The dollar rose as high as 119.15 yen <JPY=> on
the EBS trading platform, its highest since July 2007,
immediately after the rating decision was announced. It ran into
profit-taking and was last trading at 118.48 yen, down 0.1
percent on the day.
Japanese stock futures <.N225> - which tend to rise when the yen
drops against the dollar and vice versa - eased after the
downgrade, helping the yen to recover, traders said.
Moody's cut Japan's rating to A1 from AA3 and assigned a stable
outlook to its debt. The downgrade came less than two weeks
before Japanese Prime Minister Shinzo Abe seeks re-election in a
snap poll where his stimulus policies and a decision to delay a
second sales tax hike will be key issues.

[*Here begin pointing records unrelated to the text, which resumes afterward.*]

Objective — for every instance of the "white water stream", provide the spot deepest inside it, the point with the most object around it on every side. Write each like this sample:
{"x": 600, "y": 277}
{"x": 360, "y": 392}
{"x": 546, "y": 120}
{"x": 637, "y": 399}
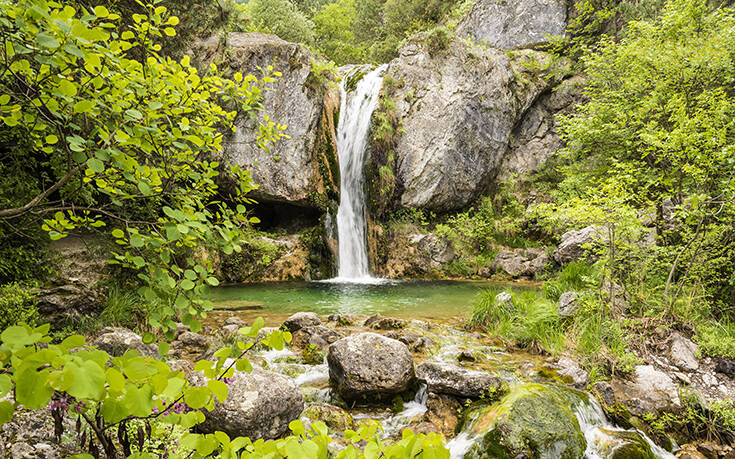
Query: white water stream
{"x": 352, "y": 136}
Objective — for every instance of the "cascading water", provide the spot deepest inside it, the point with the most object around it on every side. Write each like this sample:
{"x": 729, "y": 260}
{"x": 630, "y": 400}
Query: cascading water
{"x": 352, "y": 135}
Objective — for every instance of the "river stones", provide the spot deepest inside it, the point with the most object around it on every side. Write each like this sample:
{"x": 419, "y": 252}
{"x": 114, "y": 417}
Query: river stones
{"x": 369, "y": 367}
{"x": 117, "y": 340}
{"x": 301, "y": 320}
{"x": 446, "y": 378}
{"x": 259, "y": 404}
{"x": 532, "y": 421}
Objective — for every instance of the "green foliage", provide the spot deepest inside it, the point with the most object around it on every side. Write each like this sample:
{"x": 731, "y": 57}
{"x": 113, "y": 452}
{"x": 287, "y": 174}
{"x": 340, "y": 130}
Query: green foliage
{"x": 531, "y": 322}
{"x": 17, "y": 304}
{"x": 114, "y": 395}
{"x": 282, "y": 18}
{"x": 717, "y": 339}
{"x": 576, "y": 276}
{"x": 116, "y": 133}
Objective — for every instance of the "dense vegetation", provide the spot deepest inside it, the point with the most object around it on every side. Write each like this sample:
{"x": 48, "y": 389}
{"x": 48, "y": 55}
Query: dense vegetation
{"x": 103, "y": 132}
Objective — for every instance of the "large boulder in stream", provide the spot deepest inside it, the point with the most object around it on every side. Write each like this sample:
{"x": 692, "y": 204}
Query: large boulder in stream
{"x": 302, "y": 169}
{"x": 446, "y": 378}
{"x": 514, "y": 23}
{"x": 532, "y": 421}
{"x": 369, "y": 367}
{"x": 260, "y": 404}
{"x": 457, "y": 108}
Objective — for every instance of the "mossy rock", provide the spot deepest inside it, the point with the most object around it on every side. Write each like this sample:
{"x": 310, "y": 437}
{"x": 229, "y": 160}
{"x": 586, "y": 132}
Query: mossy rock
{"x": 533, "y": 421}
{"x": 334, "y": 417}
{"x": 624, "y": 445}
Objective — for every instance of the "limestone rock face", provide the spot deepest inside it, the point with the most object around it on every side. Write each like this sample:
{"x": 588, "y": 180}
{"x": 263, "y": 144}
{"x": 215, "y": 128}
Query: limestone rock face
{"x": 368, "y": 365}
{"x": 451, "y": 379}
{"x": 301, "y": 170}
{"x": 573, "y": 242}
{"x": 512, "y": 24}
{"x": 458, "y": 109}
{"x": 520, "y": 262}
{"x": 684, "y": 353}
{"x": 649, "y": 391}
{"x": 260, "y": 404}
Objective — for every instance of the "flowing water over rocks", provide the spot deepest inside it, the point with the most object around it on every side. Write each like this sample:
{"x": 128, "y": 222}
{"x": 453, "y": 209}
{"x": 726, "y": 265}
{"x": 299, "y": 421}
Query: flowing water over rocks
{"x": 352, "y": 137}
{"x": 519, "y": 407}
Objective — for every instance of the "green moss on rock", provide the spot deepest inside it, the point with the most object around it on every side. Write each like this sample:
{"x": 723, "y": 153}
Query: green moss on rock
{"x": 532, "y": 421}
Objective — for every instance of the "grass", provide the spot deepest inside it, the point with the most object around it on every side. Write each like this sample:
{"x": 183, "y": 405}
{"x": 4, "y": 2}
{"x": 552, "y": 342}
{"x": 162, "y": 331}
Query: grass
{"x": 531, "y": 323}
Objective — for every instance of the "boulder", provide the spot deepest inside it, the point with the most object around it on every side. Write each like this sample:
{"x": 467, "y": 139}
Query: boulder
{"x": 259, "y": 404}
{"x": 683, "y": 353}
{"x": 520, "y": 262}
{"x": 302, "y": 169}
{"x": 536, "y": 137}
{"x": 514, "y": 23}
{"x": 301, "y": 320}
{"x": 572, "y": 247}
{"x": 531, "y": 421}
{"x": 457, "y": 110}
{"x": 337, "y": 419}
{"x": 369, "y": 366}
{"x": 378, "y": 322}
{"x": 450, "y": 379}
{"x": 443, "y": 412}
{"x": 320, "y": 336}
{"x": 116, "y": 340}
{"x": 648, "y": 391}
{"x": 568, "y": 304}
{"x": 504, "y": 300}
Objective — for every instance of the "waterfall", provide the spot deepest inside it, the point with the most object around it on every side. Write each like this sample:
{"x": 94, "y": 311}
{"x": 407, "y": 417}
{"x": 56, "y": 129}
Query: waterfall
{"x": 352, "y": 137}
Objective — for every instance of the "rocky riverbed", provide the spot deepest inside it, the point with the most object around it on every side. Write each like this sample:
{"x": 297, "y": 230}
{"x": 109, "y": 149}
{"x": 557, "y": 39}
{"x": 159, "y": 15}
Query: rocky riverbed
{"x": 429, "y": 377}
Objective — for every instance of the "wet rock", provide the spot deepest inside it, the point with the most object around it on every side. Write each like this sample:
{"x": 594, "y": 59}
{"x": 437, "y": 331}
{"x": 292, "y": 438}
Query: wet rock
{"x": 378, "y": 322}
{"x": 684, "y": 353}
{"x": 342, "y": 320}
{"x": 68, "y": 304}
{"x": 568, "y": 304}
{"x": 573, "y": 244}
{"x": 521, "y": 262}
{"x": 115, "y": 341}
{"x": 532, "y": 421}
{"x": 259, "y": 404}
{"x": 604, "y": 392}
{"x": 447, "y": 378}
{"x": 726, "y": 367}
{"x": 302, "y": 169}
{"x": 233, "y": 320}
{"x": 616, "y": 444}
{"x": 571, "y": 369}
{"x": 514, "y": 24}
{"x": 505, "y": 300}
{"x": 301, "y": 320}
{"x": 649, "y": 391}
{"x": 444, "y": 162}
{"x": 443, "y": 412}
{"x": 319, "y": 335}
{"x": 334, "y": 417}
{"x": 369, "y": 366}
{"x": 415, "y": 342}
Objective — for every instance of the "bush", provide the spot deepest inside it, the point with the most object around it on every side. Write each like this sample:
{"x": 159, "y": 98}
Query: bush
{"x": 282, "y": 18}
{"x": 17, "y": 305}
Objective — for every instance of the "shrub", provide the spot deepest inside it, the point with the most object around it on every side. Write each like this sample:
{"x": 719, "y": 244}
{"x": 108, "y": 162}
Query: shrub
{"x": 17, "y": 305}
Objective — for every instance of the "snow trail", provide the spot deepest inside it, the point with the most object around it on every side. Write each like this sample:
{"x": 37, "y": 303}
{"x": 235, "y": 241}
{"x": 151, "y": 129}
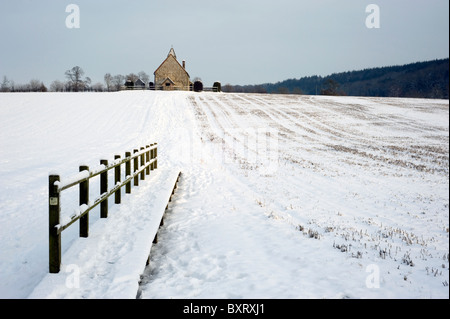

"The yen was under pressure for most of the day so what we are
seeing is a bit of a 'buy-the-rumour-sell-the-fact' reaction to
the Moody's announcement," said Jeremy Stretch, CIBC World
Markets' head of currency strategy in London.
"Once the knee-jerk reaction is out of the way, the downgrade
underlines Japan's fiscal problems and should offer
opportunities to put fresh long bets in favour of the dollar and
sell the yen."
The euro also climbed against the yen to 147.70 yen <EURJPY=>.
But the common currency looked likely to run out of steam
against the dollar <EUR=> as lower commodity and oil prices
added to expectations that the European Central Bank would ease
policy further to combat deflationary risks.
Traders expect the ECB to lay the groundwork for further easing
later this week. Final purchasing managers' index surveys from
Germany and France showed that activity remained sluggish.
"Although we do not expect an announcement on quantitative
easing just yet, we think President (Mario) Draghi will continue
to manage expectations well, meaning that room for a euro short
squeeze is likely to be limited," said ING strategist Petr
Krpata.
The euro rose to a three-week high of 1.2042 Swiss francs <EURCHF=R>
from about 1.2018 on Friday. Investors who had bought the franc
against the euro were forced to unwind those bets on Monday
after the Swiss rejected in a referendum an initiative which
would have forced the Swiss central bank to buy more gold.
The defeated "Save our Swiss gold" initiative would have
compelled the Swiss National Bank (SNB) to boost its gold
reserves to 20 percent of its assets, from about 8 percent, and
stopped it from selling the metal. That would have threatened
its ability to defend a 1.20 euro cap.